Interesting. While mine haven't flowered like crazy, I do get flowers each year. I don't water them basically at all from December - February and they are kept cool with average temps around 10 C, but ranging between 5-15 degrees or so. Once they bud, I resume watering. Maybe I'll give them a bit more water this winter.


----------



## Paul Mc (Sep 27, 2012)

Mine is mounted so it's fairly dry by morning anyway. Guess I'll keep watering mindfully feeling the medium first each time.


----------



## SlipperFan (Sep 27, 2012)

I didn't stop watering mine last winter, and it bloomed for the first time for me. But I don't water as frequently in the winter as in the summer in general, like most people.


----------



## KyushuCalanthe (Sep 27, 2012)

SlipperFan said:


> I didn't stop watering mine last winter, and it bloomed for the first time for me. But I don't water as frequently in the winter as in the summer in general, like most people.



OK, then water it is!


----------



## Paul Mc (Sep 27, 2012)

I water all of my mounts in the morning during winter and don't water again. In the summer, I water them two to three times daily depending upon the heat. Is that watering schedule ok you think?


----------



## Stone (Sep 27, 2012)

Ah ha! It kind of makes sense that evergreen Dends. recieve more water than deciduous ones. I'll try this!! Thanks.


----------



## Cheyenne (Sep 28, 2012)

I don't have a answer but when I have a. Dendrobium culture question I call Roy from H&R in hawaii.
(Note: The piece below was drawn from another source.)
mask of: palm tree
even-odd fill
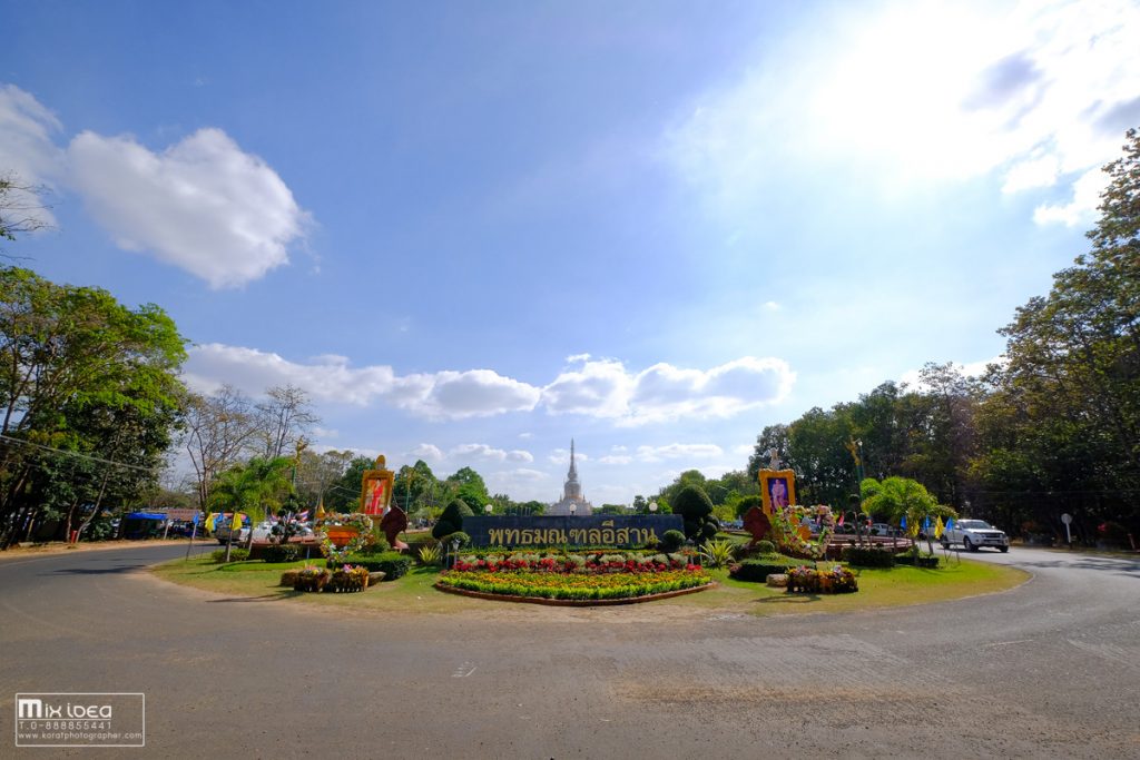
[[[910,477],[887,477],[880,483],[873,477],[860,483],[863,498],[863,514],[878,515],[891,524],[902,523],[903,517],[913,534],[927,520],[956,517],[952,508],[938,504],[926,487]],[[927,532],[927,548],[934,553],[930,533]]]
[[[244,465],[236,465],[222,473],[211,487],[210,499],[219,506],[228,506],[235,514],[246,513],[251,522],[261,522],[266,518],[267,507],[280,507],[282,501],[292,493],[293,487],[287,475],[292,464],[292,457],[254,457]],[[231,534],[226,542],[227,562],[233,542]]]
He know alot about dens and is very nice and will answer your questions.


----------



## paphioboy (Sep 29, 2012)

If you water them I don't think you will get flowers... These two (lindleyi and jenkinsii) require a very long (about 5-6 months) without a drop of water, under cool conditions to force flowering, from what I have been told. The only lindleyi I have seen blooming in tropical conditions were forced in this manner. Well, in Australia, I suppose you could give them a list misting every now and then to prevent dehydration.


----------



## keithrs (Sep 29, 2012)

I talked to a gent from the society about how he flowers his plant. He said he holds water from Halloween to mid January(cold dry rest). Then soaks it to get flowers. Then mist when flowers spikes start.


----------



## Kavanaru (Sep 30, 2012)

I grow mine hanging next to my C. violacea's: warm the whole year! But barely water it in winter (maybe every two weeks) and it blooms without problems...


----------



## keithrs (Sep 30, 2012)

So I ordered a Bakers sheet.... It said very high amounts of rain in summer(25 in. or 700 mm). Dew in winter(.5in or 5mm). Far more clear days in winter(increase light). Average highs are about 80 year round. Lows go from 60s down to 45-55 in winter. Low rainfall from Oct to Feb with one month transitions in and out of summer rainfall.


----------